Il 6 giugno Istat ha aggiornato le prospettive per l’economia italiana nel 2023-2024. Il documento presenta una previsione a medio termine sull’andamento delle principali variabili economiche, includendo fra queste anche il mercato del lavoro.
Le previsioni di Istat sono prudenziali ma positive. Il Pil continuerà a crescere anche nel 2024, forse solo del +1,1%. Quindi, si prevede una crescita anche per le unità di lavoro (Ula) dell’1,2% nel 2023 e dell’1% nel 2024. Le Ula indicano il volume di lavoro utilizzato equivalente al tempo pieno (per capirci: due contratti part-time al 50% sono conteggiati come un contratto a tempo pieno). Naturalmente la crescita prevista, anche se in rallentamento, dovrebbe spingere verso il basso il tasso di disoccupazione: 7,9% per il 2023 e 7,7% per il 2024.
Anche se il tasso di posti vacanti segnalati dalle imprese è sceso al 2%, la tensione sul mercato del lavoro sembra destinata a mantenersi alta. Istat ricorda che il 55% dei lavoratori dipendenti è in attesa dei rinnovi dei contratti collettivi di lavoro, e prevede che le variazioni delle retribuzioni per unità di lavoro potrebbero segnare aumenti del 3,5% nel 2023 e del 2,7% nel 2024.
Tutto bene quindi? Non tanto, l’inflazione potrebbe ridurre i miglioramenti salariali reali. Per l’inflazione Istat delinea un quadro di generale riduzione, anche se le condizioni che si devono avverare contemporaneamente sono molte: normalizzazione dei prezzi delle materie prime agricole e del gas naturale, stabilizzazione delle quotazioni del petrolio, stabilizzazione dei tassi di cambio. Insomma, se tutto va bene l’indice usato per stimare l’inflazione (il deflatore della spesa delle famiglie) dovrebbe passare al 5,3% nel 2023 e al 2,6% nel 2024. Quindi, salari reali ancora in calo nel 2023 e stabilizzazione della caduta del potere d’acquisto delle famiglie nel 2024 (sempre se tutto va bene).
L’attuale fase di sviluppo è stata sostenuta anche dalla crescita dei consumi interni, e il rilancio economico ha ridato spinta alla mobilità del lavoro (il grande turnover). Il modello con cui Istat stima la previsione del mercato del lavoro tiene giustamente conto dell’evoluzione demografica, dell’evoluzione della produttività e dell’evoluzione dei salari reali. Salari reali in ribasso e riduzione demografica spingono a una crescita occupazionale relativa che può anche avvenire in una fase di investimenti in riduzione.
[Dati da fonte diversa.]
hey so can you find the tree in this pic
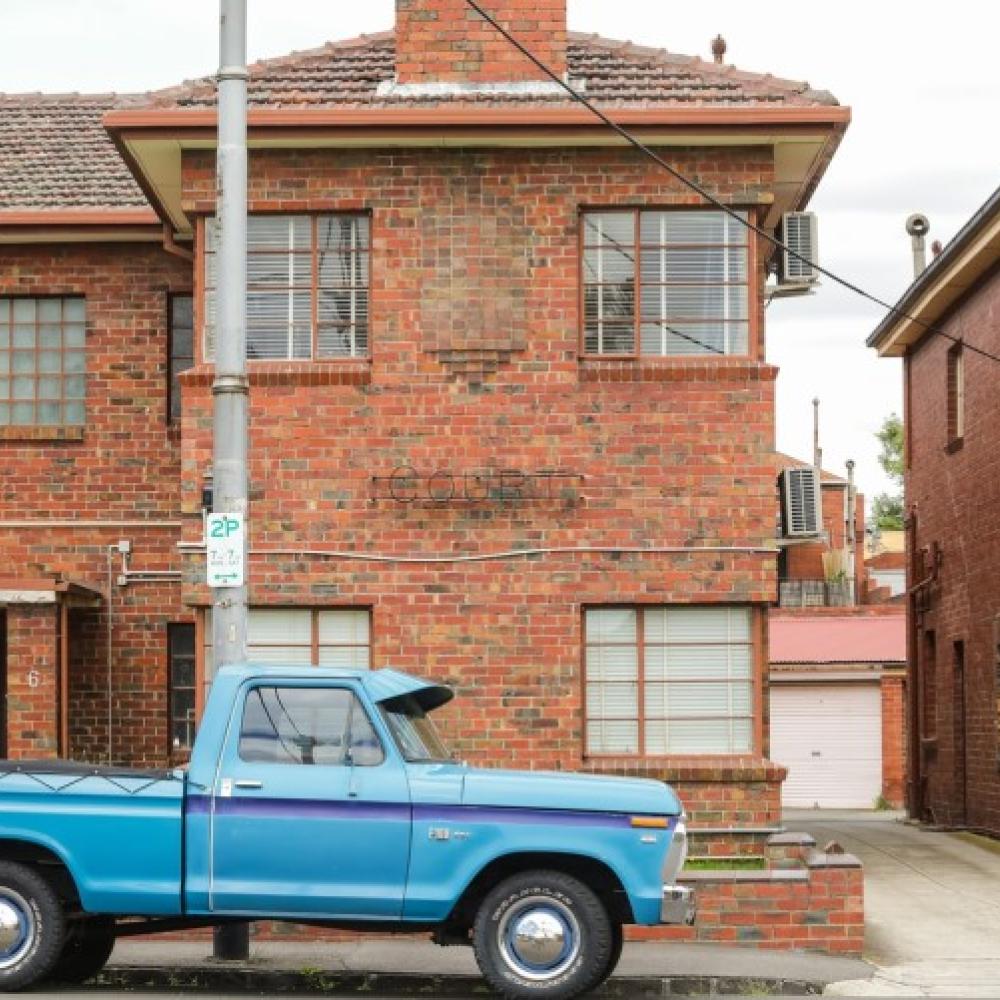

Certamente ci sono aspettative sul ruolo del Pnrr nel favorire un nuovo ciclo di crescita di investimenti e consumi per il 2024, ma resta vero che il panorama economico internazionale, la crescita dei tassi, i conflitti in corso e l’instabilità negli ultimi anni ci hanno abituato a brutte e frequenti sorprese.
I dati di maggio sul mercato del lavoro negli Stati Uniti, ad esempio, hanno visto una forte e inattesa crescita dei contratti di lavoro, ponendo al centro del dibattito la necessità di procedere a un ulteriore rialzo dei tassi di interesse per ridurre l’inflazione. Nel Regno Unito, anche se il mercato del lavoro è in rallentamento, i salari medi offerti sono in crescita del 7%, con un timore crescente di spinte inflattive. In Europa il tasso medio di inflazione a maggio era al 6,1%, in calo rispetto al 7% del mese precedente, ma non ci sono chiari segnali di ulteriori cali; la Bce potrebbe quindi procedere con nuovi rialzi dei tassi.
Insomma, la partita contro l’inflazione non sembra essere così pacificamente conclusa e gli impatti sul mercato del lavoro dei fondamentali economici e demografici di lungo periodo dovrebbero spingere l’Italia a una revisione sostanziale delle politiche. Resta urgente favorire una maggiore partecipazione al mercato del lavoro, che inneschi un nuovo ciclo lungo di crescita nel settore dei servizi e della tecnologia. I forse necessari ritocchi a flessibilità e sussidi potrebbero non bastare.